On April 14, 1865, a man crept up the back staircase of Ford’s Theatre in Washington, D.C. with a gun in his hand. Soon, it would take that gunman, John Wilkes Booth, mere seconds to fatally shoot President Abraham Lincoln through the back of the head and violently alter the course of American history itself.

However, though few may realize it, the wider Abraham Lincoln assassination plot was much larger than the murder of just one man. It was actually part of a three-pronged attack designed to destabilize the entire Union government.

As Booth aimed his pistol at the back of Lincoln’s head, former Confederate soldier Lewis Powell had almost made it to his destination, the home of Secretary of State William Henry Seward. A few blocks away from Ford’s Theatre, George Atzerodt tried to work up his courage while sitting in the bar of the Kirkwood House hotel where the new vice president, Andrew Johnson, had a room. Had Powell and Atzerodt completed their murderous missions, Seward and Johnson would have also been killed.

Thus the complete Abraham Lincoln assassination plot was not just about killing the president, but also about taking out the men next in line for the presidency and throwing the country into chaos as the Civil War limped to a bloody end.
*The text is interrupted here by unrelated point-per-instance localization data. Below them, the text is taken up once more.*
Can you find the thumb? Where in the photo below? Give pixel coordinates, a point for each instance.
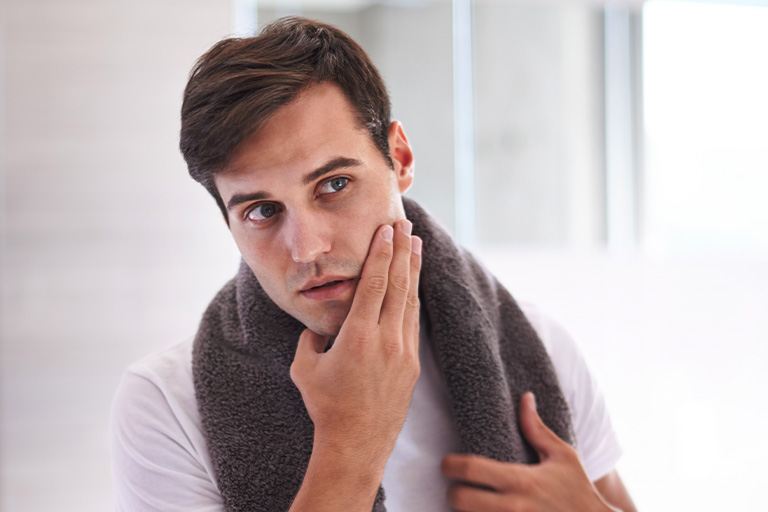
(310, 345)
(535, 431)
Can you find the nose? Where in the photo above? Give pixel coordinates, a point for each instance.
(306, 235)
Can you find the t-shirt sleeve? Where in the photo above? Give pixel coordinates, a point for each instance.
(596, 441)
(155, 454)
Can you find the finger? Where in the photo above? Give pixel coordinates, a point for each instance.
(393, 308)
(411, 317)
(535, 431)
(369, 295)
(466, 498)
(482, 471)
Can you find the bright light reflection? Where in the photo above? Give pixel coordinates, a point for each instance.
(706, 113)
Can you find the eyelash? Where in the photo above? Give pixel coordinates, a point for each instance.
(248, 212)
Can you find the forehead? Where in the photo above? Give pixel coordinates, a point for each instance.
(318, 125)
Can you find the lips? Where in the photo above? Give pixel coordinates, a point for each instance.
(328, 288)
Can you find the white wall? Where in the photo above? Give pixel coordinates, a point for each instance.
(100, 223)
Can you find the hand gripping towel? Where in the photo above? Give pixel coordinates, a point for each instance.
(258, 431)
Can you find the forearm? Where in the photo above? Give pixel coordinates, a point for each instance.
(338, 479)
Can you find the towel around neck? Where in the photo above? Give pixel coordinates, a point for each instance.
(258, 431)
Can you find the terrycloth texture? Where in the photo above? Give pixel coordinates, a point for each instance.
(258, 431)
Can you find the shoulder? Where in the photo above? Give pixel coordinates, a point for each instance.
(597, 443)
(160, 459)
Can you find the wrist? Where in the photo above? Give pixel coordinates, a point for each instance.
(338, 479)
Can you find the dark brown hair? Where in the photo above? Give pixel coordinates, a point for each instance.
(239, 83)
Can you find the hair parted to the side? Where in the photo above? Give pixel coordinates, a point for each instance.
(237, 85)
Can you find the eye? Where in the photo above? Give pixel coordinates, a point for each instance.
(261, 212)
(334, 185)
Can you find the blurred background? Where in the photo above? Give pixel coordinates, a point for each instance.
(608, 162)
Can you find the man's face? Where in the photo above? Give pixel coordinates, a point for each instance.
(305, 195)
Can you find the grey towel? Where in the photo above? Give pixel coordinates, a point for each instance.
(258, 431)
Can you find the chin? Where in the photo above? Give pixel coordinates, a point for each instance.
(330, 324)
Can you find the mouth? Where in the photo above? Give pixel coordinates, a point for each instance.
(327, 289)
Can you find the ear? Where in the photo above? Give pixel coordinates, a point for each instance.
(402, 156)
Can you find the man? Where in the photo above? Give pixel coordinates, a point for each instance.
(359, 359)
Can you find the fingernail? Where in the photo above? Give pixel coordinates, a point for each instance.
(416, 245)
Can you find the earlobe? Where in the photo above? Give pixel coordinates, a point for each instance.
(402, 156)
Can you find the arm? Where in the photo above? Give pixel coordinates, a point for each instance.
(358, 392)
(557, 483)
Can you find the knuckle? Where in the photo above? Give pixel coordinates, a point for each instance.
(377, 284)
(458, 497)
(400, 283)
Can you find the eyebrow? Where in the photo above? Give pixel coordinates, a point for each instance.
(329, 167)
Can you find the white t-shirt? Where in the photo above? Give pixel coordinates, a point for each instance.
(160, 461)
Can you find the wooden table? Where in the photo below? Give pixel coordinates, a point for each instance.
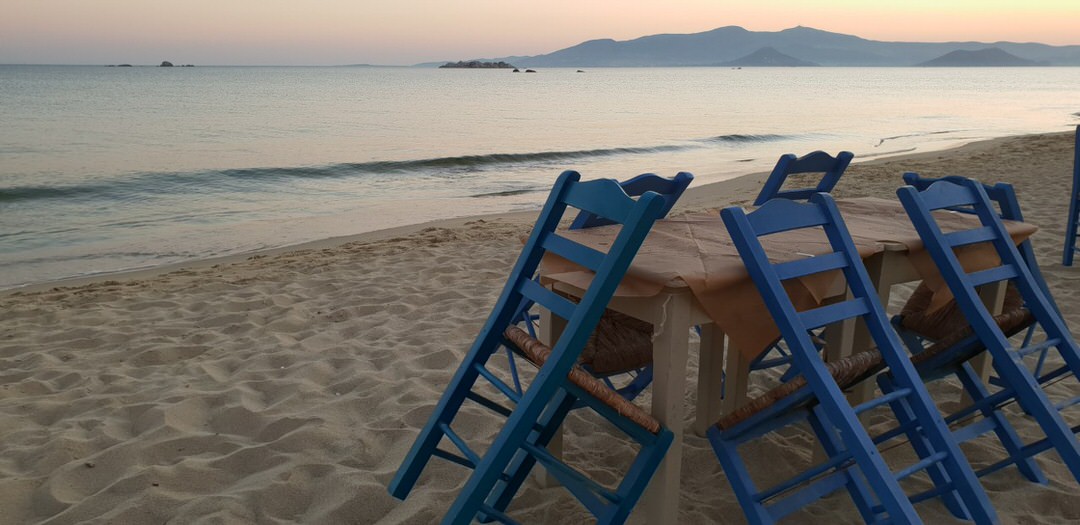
(891, 251)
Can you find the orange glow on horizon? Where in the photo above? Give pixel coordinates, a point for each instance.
(408, 31)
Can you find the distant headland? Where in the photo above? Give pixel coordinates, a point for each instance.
(476, 65)
(797, 46)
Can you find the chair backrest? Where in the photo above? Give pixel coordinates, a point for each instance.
(780, 215)
(603, 198)
(670, 189)
(967, 193)
(1004, 197)
(831, 166)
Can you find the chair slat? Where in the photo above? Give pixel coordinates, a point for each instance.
(831, 313)
(784, 215)
(558, 305)
(993, 274)
(810, 266)
(964, 238)
(574, 252)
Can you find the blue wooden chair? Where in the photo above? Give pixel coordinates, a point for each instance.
(917, 326)
(993, 335)
(817, 394)
(621, 345)
(829, 166)
(1074, 218)
(832, 169)
(532, 417)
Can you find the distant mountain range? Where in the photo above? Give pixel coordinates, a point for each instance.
(733, 45)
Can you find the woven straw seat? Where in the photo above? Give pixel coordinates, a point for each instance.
(847, 372)
(620, 344)
(947, 326)
(537, 353)
(945, 321)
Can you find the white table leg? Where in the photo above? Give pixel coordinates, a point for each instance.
(710, 372)
(736, 379)
(670, 349)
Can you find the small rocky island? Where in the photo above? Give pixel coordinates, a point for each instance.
(476, 65)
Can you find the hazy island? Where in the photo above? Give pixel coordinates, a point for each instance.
(476, 65)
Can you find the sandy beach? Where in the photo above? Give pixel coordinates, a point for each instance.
(286, 387)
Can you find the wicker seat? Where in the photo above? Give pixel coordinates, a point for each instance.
(537, 352)
(947, 326)
(620, 344)
(847, 372)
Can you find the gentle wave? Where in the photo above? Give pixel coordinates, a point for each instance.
(172, 183)
(909, 135)
(738, 138)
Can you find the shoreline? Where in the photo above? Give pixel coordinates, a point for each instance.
(697, 198)
(287, 387)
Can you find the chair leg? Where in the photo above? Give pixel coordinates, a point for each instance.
(448, 405)
(869, 460)
(739, 478)
(922, 447)
(520, 468)
(826, 435)
(1003, 430)
(1036, 403)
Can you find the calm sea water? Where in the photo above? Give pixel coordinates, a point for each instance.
(111, 169)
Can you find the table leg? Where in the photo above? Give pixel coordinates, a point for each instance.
(994, 297)
(880, 269)
(670, 349)
(710, 374)
(736, 379)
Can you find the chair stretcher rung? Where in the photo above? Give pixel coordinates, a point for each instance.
(549, 299)
(454, 458)
(1067, 403)
(835, 462)
(565, 472)
(502, 387)
(993, 274)
(483, 401)
(818, 264)
(831, 313)
(501, 516)
(458, 442)
(820, 488)
(574, 252)
(933, 458)
(970, 237)
(1023, 352)
(933, 493)
(895, 394)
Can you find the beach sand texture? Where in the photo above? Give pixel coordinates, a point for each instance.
(286, 388)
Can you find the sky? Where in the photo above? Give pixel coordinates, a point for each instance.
(410, 31)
The murder of Lincoln himself did indeed throw the country into chaos. And that portion of the Abraham Lincoln assassination story is well-known.

Ever since Lincoln had expressed support for black suffrage in a speech given on April 11, 1865, in the waning days of the Civil War — the last public address he would ever give — Booth became determined to murder the president. “That means n*gger citizenship,” Booth said of the speech. “Now, by God, I’ll put him through.”

Three days later, the plan sprang into action. Booth, after shooting the president in the skull behind his left ear, then leaped from the president’s box and onto the stage below while the horrified audience looked on (though some apparently believed initially that he was part of the play). Accounts vary, but many sources claim that Booth then cried “sic semper tyrannis” (“thus always to tyrants”) before catching his spur on a large flag hanging from Lincoln’s box and breaking his leg as he landed on the stage.

Nevertheless, he managed to dash across the stage, stabbing orchestra leader William Withers Jr. on his way out, exit through a side door and into a waiting carriage on the street, thus escaping to safety. It would take authorities twelve days to track Booth to a farmhouse in northern Virginia where he was shot and killed.